We drifted back and forth from boisterous table-wide conversations to individual chats. Frank was explaining to me why he was single. “Imagine being in shallow cover and trying to explain to the perps why your girl drives a Mercedes. The lifestyles just clash.” He sighed, rocked his bottle back and forth between the palms of his hands. “What girl would put up with me walking in every other day, not telling her where I was? This career becomes your relationship.” I looked around the table at the left hands of my classmates. The ring fingers were empty, except for L’s. She had just gotten engaged this past weekend, and her announcement had brought an empty sort of congratulations from the table. We knew, and maybe she knew, that she couldn’t have the ring and the job.
“I hope you don’t have a guy,” Frank said. I shook my head, watching the Phillies game out of the corner of my eye. I usually love when the Phillies beat the Mets; this time it just made me feel empty. “You can’t have some guy in the places you’re going.” I know this; I know that if I end up where everyone expects me to go, I won’t be able to have a husband. I won’t have kids. I won’t be able to go to family parties or meet up for drinks with my friends. I’ll be lucky if they let me bring my dog.

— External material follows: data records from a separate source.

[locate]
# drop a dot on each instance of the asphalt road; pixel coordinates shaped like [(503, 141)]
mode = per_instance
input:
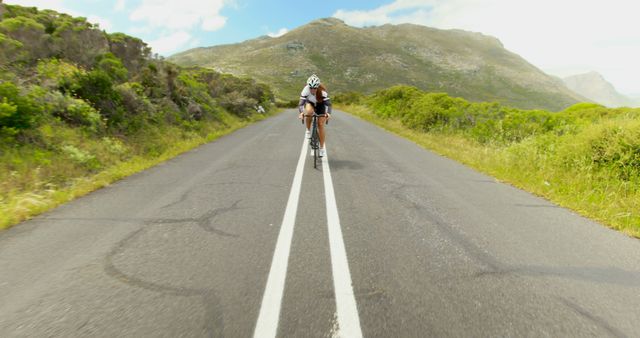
[(408, 244)]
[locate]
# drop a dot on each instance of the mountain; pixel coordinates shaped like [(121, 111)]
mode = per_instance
[(465, 64), (593, 86)]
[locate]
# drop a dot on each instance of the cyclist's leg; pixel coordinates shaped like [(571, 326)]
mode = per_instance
[(321, 121), (308, 111)]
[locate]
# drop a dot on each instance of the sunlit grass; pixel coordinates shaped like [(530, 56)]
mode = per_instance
[(551, 168)]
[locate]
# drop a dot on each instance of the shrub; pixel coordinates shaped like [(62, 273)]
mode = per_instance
[(113, 67), (20, 112)]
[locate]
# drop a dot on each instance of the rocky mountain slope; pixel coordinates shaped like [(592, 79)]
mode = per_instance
[(593, 86), (470, 65)]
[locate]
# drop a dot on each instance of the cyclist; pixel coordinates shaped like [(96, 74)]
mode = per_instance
[(315, 99)]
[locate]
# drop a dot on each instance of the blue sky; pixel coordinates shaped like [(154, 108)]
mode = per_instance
[(561, 37)]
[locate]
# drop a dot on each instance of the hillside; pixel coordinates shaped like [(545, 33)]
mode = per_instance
[(593, 86), (470, 65)]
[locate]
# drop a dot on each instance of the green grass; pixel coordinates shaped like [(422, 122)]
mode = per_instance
[(558, 168), (35, 181)]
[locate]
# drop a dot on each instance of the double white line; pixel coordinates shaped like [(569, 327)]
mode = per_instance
[(348, 320)]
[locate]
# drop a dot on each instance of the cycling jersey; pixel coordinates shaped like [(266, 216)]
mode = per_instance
[(321, 108)]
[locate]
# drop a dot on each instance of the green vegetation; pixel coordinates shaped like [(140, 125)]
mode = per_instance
[(586, 157), (80, 108)]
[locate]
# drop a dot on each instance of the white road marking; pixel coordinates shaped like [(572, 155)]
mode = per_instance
[(348, 319), (267, 325)]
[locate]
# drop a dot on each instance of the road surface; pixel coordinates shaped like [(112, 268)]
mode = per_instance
[(242, 237)]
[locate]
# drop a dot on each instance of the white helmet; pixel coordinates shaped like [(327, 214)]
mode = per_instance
[(313, 81)]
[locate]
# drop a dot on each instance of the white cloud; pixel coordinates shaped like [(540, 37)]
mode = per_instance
[(171, 42), (557, 36), (281, 32), (180, 15), (120, 5)]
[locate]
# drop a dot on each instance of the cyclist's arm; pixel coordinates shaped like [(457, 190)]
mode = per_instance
[(301, 105), (303, 98)]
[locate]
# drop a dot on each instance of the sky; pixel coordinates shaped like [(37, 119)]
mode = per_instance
[(561, 37)]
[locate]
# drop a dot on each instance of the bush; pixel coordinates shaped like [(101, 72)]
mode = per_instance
[(19, 111), (113, 67)]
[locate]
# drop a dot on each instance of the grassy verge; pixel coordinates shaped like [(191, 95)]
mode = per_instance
[(38, 181), (545, 166)]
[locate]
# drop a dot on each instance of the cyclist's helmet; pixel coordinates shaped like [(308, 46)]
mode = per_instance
[(313, 81)]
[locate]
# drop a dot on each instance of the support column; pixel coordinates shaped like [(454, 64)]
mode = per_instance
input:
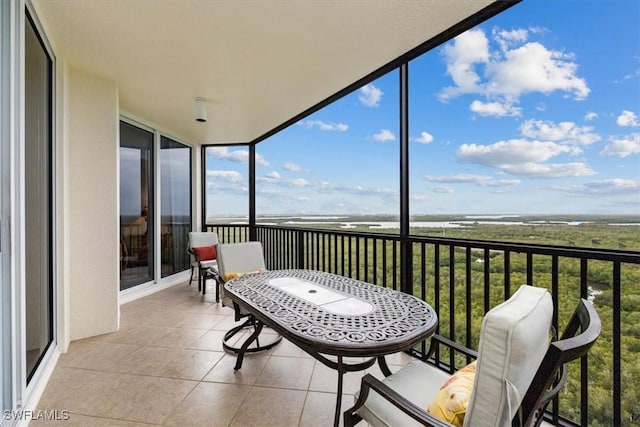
[(406, 250), (253, 235)]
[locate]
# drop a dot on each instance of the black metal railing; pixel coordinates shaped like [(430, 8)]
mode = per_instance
[(462, 279)]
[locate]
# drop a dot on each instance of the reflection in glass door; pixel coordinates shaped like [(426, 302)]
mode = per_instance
[(38, 198), (175, 205), (136, 206)]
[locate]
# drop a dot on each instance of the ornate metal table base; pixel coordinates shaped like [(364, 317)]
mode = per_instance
[(257, 326), (329, 315)]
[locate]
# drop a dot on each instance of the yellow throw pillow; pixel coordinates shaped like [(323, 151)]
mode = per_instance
[(450, 403), (229, 276)]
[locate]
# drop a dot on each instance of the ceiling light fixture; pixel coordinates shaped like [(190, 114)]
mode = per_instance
[(201, 110)]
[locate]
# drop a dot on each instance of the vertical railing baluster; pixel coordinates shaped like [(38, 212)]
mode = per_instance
[(468, 311), (375, 261), (452, 299), (358, 258), (436, 290), (584, 371), (487, 280), (366, 259), (617, 351), (507, 274)]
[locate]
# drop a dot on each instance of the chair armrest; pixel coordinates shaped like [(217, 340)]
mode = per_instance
[(370, 382), (439, 339)]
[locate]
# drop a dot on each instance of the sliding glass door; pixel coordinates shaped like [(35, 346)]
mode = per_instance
[(136, 206), (175, 205), (149, 252), (38, 198)]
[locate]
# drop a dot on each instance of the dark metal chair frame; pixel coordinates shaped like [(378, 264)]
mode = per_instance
[(581, 332), (250, 322)]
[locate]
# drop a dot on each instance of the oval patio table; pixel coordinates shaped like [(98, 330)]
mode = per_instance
[(330, 315)]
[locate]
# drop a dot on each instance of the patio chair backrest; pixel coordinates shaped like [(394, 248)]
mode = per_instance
[(202, 238), (238, 258), (513, 341)]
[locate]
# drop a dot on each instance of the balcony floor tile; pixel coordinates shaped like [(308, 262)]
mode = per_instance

The table resonates this: my professor was in the field for years and divorced because of it. The captain is separated; the officers are both single. The chief investigator is more fond of his gun than of his ex-wife.
Frank laughs, a hard burst that almost sounds nervous. “I can’t believe a girl like you doesn’t have a guy.” I think to this past weekend up in New York, I think to how the boy put his hand on my knee during dinner. I think to how I woke up in the middle of the night, our legs wrapped in jersey sheets, the sound of cars outside of his window, how happy and full I felt. I think of his absentminded kiss goodbye outside of his apartment. I don’t have the guy, despite all of that. I don’t want to word it, so I shrug. Let Frank figure out what he wants to believe.
I’ve spent the past few months trying to decide if this was even worth pursuing, whether I could have the relationship and a toned-down version of the job. When I imagined the future I saw that; I saw an apartment on the river, walking the dog to the park with him. The part about him is starting to disappear more and more.
Everyone at the table is wondering if they’ve made the right choice, but no one is voicing it.
Will I be happy ten, twenty years from now? Will I be miserable knowing that the boy has found someone else to be with, someone he actually loves, and that all I have to turn to is a job? Will I be even close to happy falling asleep alone, even with the city sounds outside of my window?